Nowadays the problems in this well-organized department are concerned not only with more accurate accounts of the development of animals, but also with the mechanics of development, with the relative value of external and internal influences, and above all with the physical basis of inheritance. It is clear that the factors that direct the development of a wood frog's egg so that it becomes a wood-frog and not a tree-toad must lie in the egg itself, as derivatives from the two parent organisms. Weismann and his followers have proved that a peculiar substance in the nuclei of the egg and its daughter-products contains the essential factors of development, whatever these may be. Experiments dealing with the phenomena of heredity in pure and mixed breeds have largely confirmed Weismann's doctrine, and they have prepared the way for a deeper investigation of the marvelous process of biological inheritance.

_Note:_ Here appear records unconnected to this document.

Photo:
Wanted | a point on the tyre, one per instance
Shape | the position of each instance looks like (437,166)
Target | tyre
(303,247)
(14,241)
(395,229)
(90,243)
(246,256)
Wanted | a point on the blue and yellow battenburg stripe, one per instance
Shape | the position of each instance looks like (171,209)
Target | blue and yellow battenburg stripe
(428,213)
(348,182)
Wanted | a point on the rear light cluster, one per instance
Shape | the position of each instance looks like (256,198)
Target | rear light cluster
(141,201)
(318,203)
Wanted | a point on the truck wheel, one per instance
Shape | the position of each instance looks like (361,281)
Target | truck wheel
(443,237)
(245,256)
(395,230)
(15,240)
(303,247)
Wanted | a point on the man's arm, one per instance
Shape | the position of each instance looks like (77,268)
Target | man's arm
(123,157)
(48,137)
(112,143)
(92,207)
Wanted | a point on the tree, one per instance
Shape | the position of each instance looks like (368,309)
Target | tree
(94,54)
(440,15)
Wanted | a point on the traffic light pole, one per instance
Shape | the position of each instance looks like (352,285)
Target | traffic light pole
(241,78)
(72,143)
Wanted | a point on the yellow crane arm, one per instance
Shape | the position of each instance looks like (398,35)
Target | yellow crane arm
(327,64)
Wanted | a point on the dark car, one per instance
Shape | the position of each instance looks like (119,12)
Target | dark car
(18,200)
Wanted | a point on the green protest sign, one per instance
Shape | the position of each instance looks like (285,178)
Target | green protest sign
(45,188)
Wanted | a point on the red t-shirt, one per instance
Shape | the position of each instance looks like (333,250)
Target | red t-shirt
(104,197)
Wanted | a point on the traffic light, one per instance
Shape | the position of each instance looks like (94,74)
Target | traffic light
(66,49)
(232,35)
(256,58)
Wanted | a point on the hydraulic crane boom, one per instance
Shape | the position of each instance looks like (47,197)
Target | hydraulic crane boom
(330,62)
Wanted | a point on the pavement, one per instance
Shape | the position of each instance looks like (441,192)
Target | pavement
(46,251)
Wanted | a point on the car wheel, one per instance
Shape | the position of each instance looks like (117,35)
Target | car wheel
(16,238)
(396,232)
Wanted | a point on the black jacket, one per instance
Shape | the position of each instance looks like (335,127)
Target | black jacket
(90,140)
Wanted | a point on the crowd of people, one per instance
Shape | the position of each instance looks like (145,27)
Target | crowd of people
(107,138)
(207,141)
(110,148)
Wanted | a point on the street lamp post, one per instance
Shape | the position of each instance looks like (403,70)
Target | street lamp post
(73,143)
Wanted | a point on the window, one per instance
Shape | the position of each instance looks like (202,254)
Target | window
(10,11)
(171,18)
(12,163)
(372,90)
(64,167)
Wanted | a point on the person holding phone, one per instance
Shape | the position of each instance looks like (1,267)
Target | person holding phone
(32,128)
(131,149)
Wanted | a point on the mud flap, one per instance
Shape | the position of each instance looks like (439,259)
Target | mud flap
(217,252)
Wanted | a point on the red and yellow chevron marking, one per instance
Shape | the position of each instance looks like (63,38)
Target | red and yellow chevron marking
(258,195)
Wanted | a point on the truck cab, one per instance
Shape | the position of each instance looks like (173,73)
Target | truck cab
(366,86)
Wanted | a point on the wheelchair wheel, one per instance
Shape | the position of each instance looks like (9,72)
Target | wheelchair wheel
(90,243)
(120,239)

However much he may be interested in the details of embryological science, the general student of natural history is more concerned with the bearing of its primary laws upon the great problem of evolution. In the foregoing brief review of the fundamental facts and principles of this subject, the purpose has been to show how the phenomena of development are viewed by men of science, and how they take their place in the doctrine of organic evolution. And it has also been made plain that comparative anatomy and comparative embryology support and supplement one another in countless ways and places, although each in itself is a complete demonstration that evolution is a real and a natural process.